Parmi les sept films de cette sélection, certains affichent clairement les stigmates de cette période de transition et de balbutiements. Entre tradition et modernité, le cœur du studio Hammer balance… C’est le cas pour Les Cicatrices de Dracula réalisé par Roy Ward Baker en 1970. Le film reste très classique et ne révolutionne rien, les amateurs y retrouveront sans aucun problème les motifs bien connus de la saga : le comte vampire interprété pour la cinquième fois par l’inoxydable Christopher Lee renaît de ses cendres, des cadavres de jeunes femmes vidées de leur sang, des villageois apeurés, un château gothique en diable, un invité impromptu qui arrive au mauvais moment… Le film suit assez mollement et sans grand panache le balisage éprouvé du genre, se rapprochant même très nettement de l’œuvre originale de Bram Stocker par certains aspects. Quelques particularités notables viennent cependant le démarquer des précédents opus réalisés par Terrence Fisher, un semblant de comédie et de légèreté font leur apparition à travers le personnage de citadin quelque peu déluré et libertin, qui dans le sillage d’un Jonathan Harker, vient se frotter (par le plus grand des hasards néanmoins) au comte vampire. Autre évolution notable, dans sa volonté de coller aux tendances de l’époque, la Hammer ne lésine plus sur les effets gores avec des effusions plus prononcées et filmées frontalement, la scène de l’église est à ce titre une vraie boucherie, avec un sang plus rouge vermeil que jamais. Loin d’être inoubliable mais plutôt agréable, Les Cicatrices de Dracula fait office de mise en bouche et marque la fin d’un Dracula gothique qui mettra ensuite un pied dans l’époque moderne (Dracula vit toujours à Londres, Dracula 73…)…



On retrouve ce même esprit de greffe entre tradition et nouveaux horizons dans Les Horreurs de Frankenstein, réalisé et scénarisé la même année par Jimmy Sangster (Hurler de Peur).

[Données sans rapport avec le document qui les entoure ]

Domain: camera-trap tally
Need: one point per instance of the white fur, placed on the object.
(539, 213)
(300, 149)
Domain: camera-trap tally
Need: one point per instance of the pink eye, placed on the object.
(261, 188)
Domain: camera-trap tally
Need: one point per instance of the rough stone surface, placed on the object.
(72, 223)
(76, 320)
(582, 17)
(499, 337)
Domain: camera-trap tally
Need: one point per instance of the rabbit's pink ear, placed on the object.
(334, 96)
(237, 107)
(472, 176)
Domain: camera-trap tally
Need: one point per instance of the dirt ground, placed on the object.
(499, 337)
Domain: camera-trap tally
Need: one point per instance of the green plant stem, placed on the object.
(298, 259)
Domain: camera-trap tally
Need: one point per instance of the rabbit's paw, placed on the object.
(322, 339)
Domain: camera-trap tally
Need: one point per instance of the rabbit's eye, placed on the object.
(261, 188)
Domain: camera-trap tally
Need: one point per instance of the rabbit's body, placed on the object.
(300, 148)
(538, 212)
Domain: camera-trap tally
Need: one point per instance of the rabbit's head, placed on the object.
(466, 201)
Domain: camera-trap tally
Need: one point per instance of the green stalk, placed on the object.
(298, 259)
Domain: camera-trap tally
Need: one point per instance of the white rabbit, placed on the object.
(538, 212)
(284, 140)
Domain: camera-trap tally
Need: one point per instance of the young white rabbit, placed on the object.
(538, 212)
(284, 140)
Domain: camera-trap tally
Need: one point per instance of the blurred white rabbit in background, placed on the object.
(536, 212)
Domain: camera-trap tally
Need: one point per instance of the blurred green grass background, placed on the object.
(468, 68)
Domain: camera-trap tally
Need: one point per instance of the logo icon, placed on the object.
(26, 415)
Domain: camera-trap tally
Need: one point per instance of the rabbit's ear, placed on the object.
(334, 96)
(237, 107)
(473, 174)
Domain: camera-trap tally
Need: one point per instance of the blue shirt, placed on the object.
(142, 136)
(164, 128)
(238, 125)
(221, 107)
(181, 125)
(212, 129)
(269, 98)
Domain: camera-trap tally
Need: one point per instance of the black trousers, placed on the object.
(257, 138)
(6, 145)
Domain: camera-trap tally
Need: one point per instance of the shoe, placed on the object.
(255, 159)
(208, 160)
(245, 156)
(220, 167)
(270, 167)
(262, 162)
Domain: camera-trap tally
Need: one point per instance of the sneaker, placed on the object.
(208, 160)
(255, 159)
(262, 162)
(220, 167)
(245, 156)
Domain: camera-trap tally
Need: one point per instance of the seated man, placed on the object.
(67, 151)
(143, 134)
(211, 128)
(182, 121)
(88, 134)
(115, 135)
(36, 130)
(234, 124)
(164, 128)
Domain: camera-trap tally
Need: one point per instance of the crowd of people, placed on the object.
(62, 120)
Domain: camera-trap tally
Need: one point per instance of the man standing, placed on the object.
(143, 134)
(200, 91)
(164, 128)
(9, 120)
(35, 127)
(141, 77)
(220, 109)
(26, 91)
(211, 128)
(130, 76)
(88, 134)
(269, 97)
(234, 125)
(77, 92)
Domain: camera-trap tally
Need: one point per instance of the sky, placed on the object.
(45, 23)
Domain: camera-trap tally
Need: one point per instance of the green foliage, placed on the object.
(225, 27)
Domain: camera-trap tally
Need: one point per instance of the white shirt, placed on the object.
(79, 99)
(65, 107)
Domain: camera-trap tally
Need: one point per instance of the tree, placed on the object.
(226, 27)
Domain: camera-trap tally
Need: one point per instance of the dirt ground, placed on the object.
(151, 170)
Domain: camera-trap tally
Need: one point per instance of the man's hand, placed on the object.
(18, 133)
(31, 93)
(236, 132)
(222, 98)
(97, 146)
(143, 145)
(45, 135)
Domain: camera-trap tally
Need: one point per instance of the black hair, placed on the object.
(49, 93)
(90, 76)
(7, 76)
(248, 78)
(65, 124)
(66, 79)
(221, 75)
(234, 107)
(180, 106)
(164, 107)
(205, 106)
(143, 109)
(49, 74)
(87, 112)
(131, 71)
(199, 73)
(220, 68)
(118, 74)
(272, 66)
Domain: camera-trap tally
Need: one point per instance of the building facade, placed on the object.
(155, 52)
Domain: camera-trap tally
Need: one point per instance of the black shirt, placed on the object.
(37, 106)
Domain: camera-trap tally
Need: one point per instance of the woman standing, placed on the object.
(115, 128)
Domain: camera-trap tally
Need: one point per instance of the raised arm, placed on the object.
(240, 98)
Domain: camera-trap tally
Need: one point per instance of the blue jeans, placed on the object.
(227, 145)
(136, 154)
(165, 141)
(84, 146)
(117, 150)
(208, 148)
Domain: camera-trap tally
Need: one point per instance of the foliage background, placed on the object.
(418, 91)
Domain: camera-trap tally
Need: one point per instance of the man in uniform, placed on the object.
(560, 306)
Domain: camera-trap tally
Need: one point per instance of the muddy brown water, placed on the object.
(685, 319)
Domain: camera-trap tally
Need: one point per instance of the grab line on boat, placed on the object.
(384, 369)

Reprenant une fois encore l’œuvre de Mary Shelley, un an seulement après Le Retour de Frankenstein de Terence Fisher, Sangster orchestre une déclinaison du mythe qui n’hésite pas à prendre certaines distances, se démarquant sur bien des points de son modèle, c’est ce qui fait tout le sel du film, qui se permet d’apporter une bonne dose d’humour très noir à son récit horrifique. Le plus parlant reste la caractérisation du docteur Victor Frankenstein lui-même, interprété par un Ralph Bates impérial. Présenté comme sûr de lui, égocentrique, impertinent, prétentieux, coureur de jupons, le personnage est, paradoxalement, rarement apparu aussi humain et presque touchant dans sa volonté inoxydable de donner la vie à un être fait de morceaux de cadavres rapiécés. Moderne dans son approche, le personnage sort du carcan propre sur lui dans lequel il était apparu jusque là… Quant à l’épilogue du film, assez incroyable par son minimalisme et son humour noir, il vient casser le schéma habituel en faisant trépasser la créature (ici incarnée par David “Dark Vador” Prowse) de manière presque accidentelle… De quoi valider l’ensemble du projet de Sangster, et nous faire applaudir des deux mains un film au charme indéniable et à réévaluer très largement.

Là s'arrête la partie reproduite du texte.